Caladium, also known as elephant ear, is a tuberous perennial valued for its large, ornamental foliage and ease of cultivation. The plant's leaves reach 7 to 14 inches in length, though size, shape and color varies dramatically depending on variety. Caladium flowers during summer, though the white blossoms are tiny and inconspicuous. Native to tropical South America, caladium cannot survive temperatures below 30 degrees F. With proper winter care, however, outdoor caladiums can reappear each year, producing new, attractive foliage.
Choose a planting site that receives partial shade throughout the day and consists of well-drained soil. Spread a 2- to 3-inch layer of organic compost over the chosen site and use a garden spade to amend the soil and increase fertility prior to planting. Space caladium plants at least 1 to 2 feet apart.

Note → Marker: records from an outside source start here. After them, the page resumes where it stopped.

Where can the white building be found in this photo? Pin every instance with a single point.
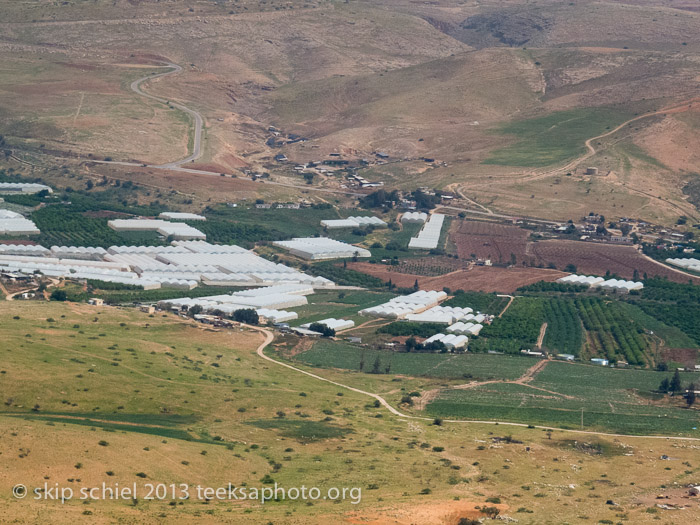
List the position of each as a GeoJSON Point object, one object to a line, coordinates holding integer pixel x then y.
{"type": "Point", "coordinates": [12, 188]}
{"type": "Point", "coordinates": [318, 248]}
{"type": "Point", "coordinates": [429, 236]}
{"type": "Point", "coordinates": [176, 230]}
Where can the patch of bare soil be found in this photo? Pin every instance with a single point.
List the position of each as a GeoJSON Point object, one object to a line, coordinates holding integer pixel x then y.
{"type": "Point", "coordinates": [436, 513]}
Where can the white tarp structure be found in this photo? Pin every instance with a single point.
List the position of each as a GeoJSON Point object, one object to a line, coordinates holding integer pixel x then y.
{"type": "Point", "coordinates": [400, 307]}
{"type": "Point", "coordinates": [465, 328]}
{"type": "Point", "coordinates": [688, 264]}
{"type": "Point", "coordinates": [12, 223]}
{"type": "Point", "coordinates": [260, 299]}
{"type": "Point", "coordinates": [11, 188]}
{"type": "Point", "coordinates": [318, 248]}
{"type": "Point", "coordinates": [441, 314]}
{"type": "Point", "coordinates": [610, 284]}
{"type": "Point", "coordinates": [176, 230]}
{"type": "Point", "coordinates": [183, 265]}
{"type": "Point", "coordinates": [353, 222]}
{"type": "Point", "coordinates": [429, 236]}
{"type": "Point", "coordinates": [178, 216]}
{"type": "Point", "coordinates": [414, 217]}
{"type": "Point", "coordinates": [277, 316]}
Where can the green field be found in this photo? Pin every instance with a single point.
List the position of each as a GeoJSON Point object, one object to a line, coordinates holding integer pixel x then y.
{"type": "Point", "coordinates": [554, 138]}
{"type": "Point", "coordinates": [488, 303]}
{"type": "Point", "coordinates": [345, 304]}
{"type": "Point", "coordinates": [328, 354]}
{"type": "Point", "coordinates": [612, 400]}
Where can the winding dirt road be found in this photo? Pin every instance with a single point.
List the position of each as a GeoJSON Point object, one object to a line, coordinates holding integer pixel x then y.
{"type": "Point", "coordinates": [269, 337]}
{"type": "Point", "coordinates": [198, 120]}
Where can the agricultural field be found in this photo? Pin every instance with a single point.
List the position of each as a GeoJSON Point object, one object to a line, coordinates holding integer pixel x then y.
{"type": "Point", "coordinates": [113, 410]}
{"type": "Point", "coordinates": [554, 138]}
{"type": "Point", "coordinates": [484, 240]}
{"type": "Point", "coordinates": [339, 304]}
{"type": "Point", "coordinates": [564, 331]}
{"type": "Point", "coordinates": [325, 354]}
{"type": "Point", "coordinates": [478, 278]}
{"type": "Point", "coordinates": [432, 266]}
{"type": "Point", "coordinates": [491, 303]}
{"type": "Point", "coordinates": [598, 259]}
{"type": "Point", "coordinates": [609, 399]}
{"type": "Point", "coordinates": [610, 334]}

Apply a 2- to 3-inch layer of mulch over the soil surrounding caladium to provide insulation, stunt weeds and improve moisture conservation. Provide at least 3 inches of space between the mulch and the plant's crown to prevent rotting and fungal diseases.
Water your caladium plant once every five to seven days during active growth to keep the soil evenly moist, but not soggy. Apply water directly to the soil so moisture cannot accumulate on the foliage and cause disease. Provide at least 2 inches of water at each application to ensure the plant's roots receive enough moisture.

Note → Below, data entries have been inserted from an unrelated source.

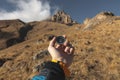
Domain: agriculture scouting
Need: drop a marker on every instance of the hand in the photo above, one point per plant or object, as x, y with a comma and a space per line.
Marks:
61, 52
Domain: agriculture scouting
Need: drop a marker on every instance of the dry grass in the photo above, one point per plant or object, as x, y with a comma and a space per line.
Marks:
97, 54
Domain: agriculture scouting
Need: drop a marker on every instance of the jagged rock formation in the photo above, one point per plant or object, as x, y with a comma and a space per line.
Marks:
62, 17
102, 16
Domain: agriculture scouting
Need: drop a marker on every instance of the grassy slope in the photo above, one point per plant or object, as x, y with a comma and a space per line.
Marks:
97, 54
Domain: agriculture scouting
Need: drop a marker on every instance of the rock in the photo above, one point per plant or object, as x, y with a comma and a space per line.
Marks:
62, 17
41, 55
99, 18
12, 32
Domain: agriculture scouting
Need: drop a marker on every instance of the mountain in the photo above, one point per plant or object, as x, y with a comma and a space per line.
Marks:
96, 41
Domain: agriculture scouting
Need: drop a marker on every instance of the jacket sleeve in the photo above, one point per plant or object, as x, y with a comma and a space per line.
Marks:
50, 71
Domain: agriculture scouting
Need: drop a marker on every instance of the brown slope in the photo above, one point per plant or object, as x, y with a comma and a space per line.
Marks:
12, 32
97, 54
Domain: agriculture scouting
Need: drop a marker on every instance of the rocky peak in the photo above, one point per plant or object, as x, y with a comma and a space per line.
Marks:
104, 15
62, 17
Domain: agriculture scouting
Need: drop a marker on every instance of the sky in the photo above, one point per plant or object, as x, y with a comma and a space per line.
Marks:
37, 10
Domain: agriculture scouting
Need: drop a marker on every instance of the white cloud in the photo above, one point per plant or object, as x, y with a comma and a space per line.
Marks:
27, 10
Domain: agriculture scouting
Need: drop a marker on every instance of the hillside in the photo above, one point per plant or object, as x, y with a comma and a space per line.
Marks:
97, 48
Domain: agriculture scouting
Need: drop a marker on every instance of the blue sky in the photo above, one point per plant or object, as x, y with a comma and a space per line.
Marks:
78, 9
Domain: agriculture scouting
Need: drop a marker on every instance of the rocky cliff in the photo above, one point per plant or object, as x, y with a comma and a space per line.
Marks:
97, 47
62, 17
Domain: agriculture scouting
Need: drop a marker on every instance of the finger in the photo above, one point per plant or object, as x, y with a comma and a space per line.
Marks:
52, 42
66, 43
67, 49
71, 50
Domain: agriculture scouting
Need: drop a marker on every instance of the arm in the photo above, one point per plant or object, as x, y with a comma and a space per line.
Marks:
57, 69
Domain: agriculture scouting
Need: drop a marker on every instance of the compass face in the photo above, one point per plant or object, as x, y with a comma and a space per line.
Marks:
60, 39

Feed plants once every four to six weeks during active growth using a 5-10-10 NPK fertilizer. Water both before and after applying the fertilizer to prevent root injury and dissolve the fertilizer into the soil. Check the manufacturer's instructions for correct dosage.
Dig up caladium tubers during fall, just before the foliage loses all of its color. Spread out the tubers and allow them to dry for a week. Cut away all old foliage and pack in dry peat moss at a temperature higher than 50 degrees F. Replant the tubers the following spring after all danger of frost is over.